King’s students build cultural bridges in summer exchange

September 17, 2015
Round Square

King’s Academy September 17, 2015 — The Round Square Office at King’s Academy set a new record for summer exchange this year when six students – triple the usual number – embarked on exciting adventures in South Africa, Australia and Peru this past summer.

Ramiz Kardan ’16 and Sari Samakie ’17 traveled to Johannesburg, where they stayed with the host families of delegates who attended the Round Square International Conference held at King’s last October. The boys attended classes at St Stithians College, presented talks on Jordan and the Middle East, and enjoyed an “authentic experience of the rainbow nation” when they visited sites including the Nelson Mandela National Museum, a game reserve housing a variety of stunning wildlife and a cheetah farm. They also joined in the Youth Day festivities on June 16, an event that celebrates the liberation of South Africa from the apartheid regime.

“This trip showed me that diversity exists in all parts of the world,” said Kardan. “The exposure was incredible, and I feel like I discovered a new piece of myself that I never knew existed.”

Samakie also visited six different schools (among which were the Oprah Winfrey Leadership Academy for Girls, Dainfern College and St. Cyprian's School) to connect with his peers through open discussion and help shift the general perspective on the Middle East. 

“We’re ambassadors to King’s on these trips and I have to say it made me very proud of my King’s identity,” Samakie said. “It’s important to share knowledge and create dialogue but first you have to be the best version of yourself in order to start making a change.”

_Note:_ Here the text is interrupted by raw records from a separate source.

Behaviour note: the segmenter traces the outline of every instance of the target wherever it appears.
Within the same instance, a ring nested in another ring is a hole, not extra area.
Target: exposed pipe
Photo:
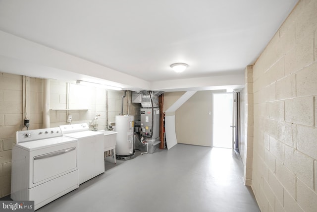
[[[22,129],[23,128],[23,126],[26,127],[26,130],[29,130],[29,127],[30,126],[30,120],[28,117],[29,114],[29,102],[28,101],[27,94],[29,91],[29,88],[30,86],[30,77],[29,76],[23,76],[23,79],[22,81],[23,91],[22,91],[22,104],[23,104],[23,116],[22,119],[23,120],[23,125],[22,125]],[[22,130],[21,129],[21,130]]]
[[[50,79],[43,79],[43,128],[50,128]]]
[[[108,89],[106,89],[106,130],[109,129],[108,124]]]
[[[143,146],[144,146],[144,145],[146,145],[147,146],[147,151],[144,152],[141,152],[141,154],[142,155],[143,154],[147,154],[148,153],[148,146],[149,146],[149,143],[147,142],[143,141],[143,137],[141,137],[141,142],[142,143],[142,144],[143,145]],[[141,149],[141,147],[140,147],[140,148]]]
[[[153,100],[152,99],[152,96],[151,95],[151,91],[149,91],[149,94],[150,94],[150,99],[151,99],[151,103],[152,105],[152,126],[151,130],[151,137],[152,138],[152,136],[153,135],[153,124],[154,124],[154,108],[153,107]]]
[[[126,90],[124,91],[124,95],[123,95],[122,96],[121,96],[122,98],[122,105],[121,105],[121,114],[120,115],[123,115],[123,98],[124,97],[125,97],[125,94],[126,93]]]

Tiamike Dudley ’17 described his multicultural exchange at Bridge House School in Cape Town as “fluid and dynamic,” an exciting new pace that proved – despite the various backgrounds and nationalities at the school – “everyone’s heart was beating at the same time, everyone was in rhythm with each other.”

A highlight for Dudley was visiting the infamous prison at Robben Island, the tour of which was given by a former inmate.

“It was incredible!” he said. “Going on this type of exchange made me see how big the world is but how small I can make it.”

Round SquareMohamad El-Dada ’17 and Feryal Saddedin ’17 travelled down under where they attended Ballarat Grammar School and St. Phillips College respectively. As with Kardan and Samakie, both students lived with the families of previous exchange students at King’s during their stays in Australia.

Faisal Alalami ’16 joined students from four different continents who opted to travel to Peru for one of Round Square’s annual International Service Projects (RSIS). The diverse group took on leadership roles as they ventured into the village of Yuncachimpa (in the Andes near the city of Cusco) to build guinea pig rearing stables.

Round SquareIn addition to bonding with their host families by sharing in their lifestyle, which included harvesting corn, they explored Peruvian food and culture, learned about the indigenous communities and their philosophy of life, went rock climbing and observed local customs. A visit to Machu Picchu was the “icing on the cake” for Alalami.

“You get to make friends from all over the world, you get to put yourself in other people’s shoes,” he said. “We all came to Peru for one purpose: to help other people out, to satisfy that human instinct of compassion that transcends race, nationality, religion. These trips allow people to embrace the very compassion that makes us human.”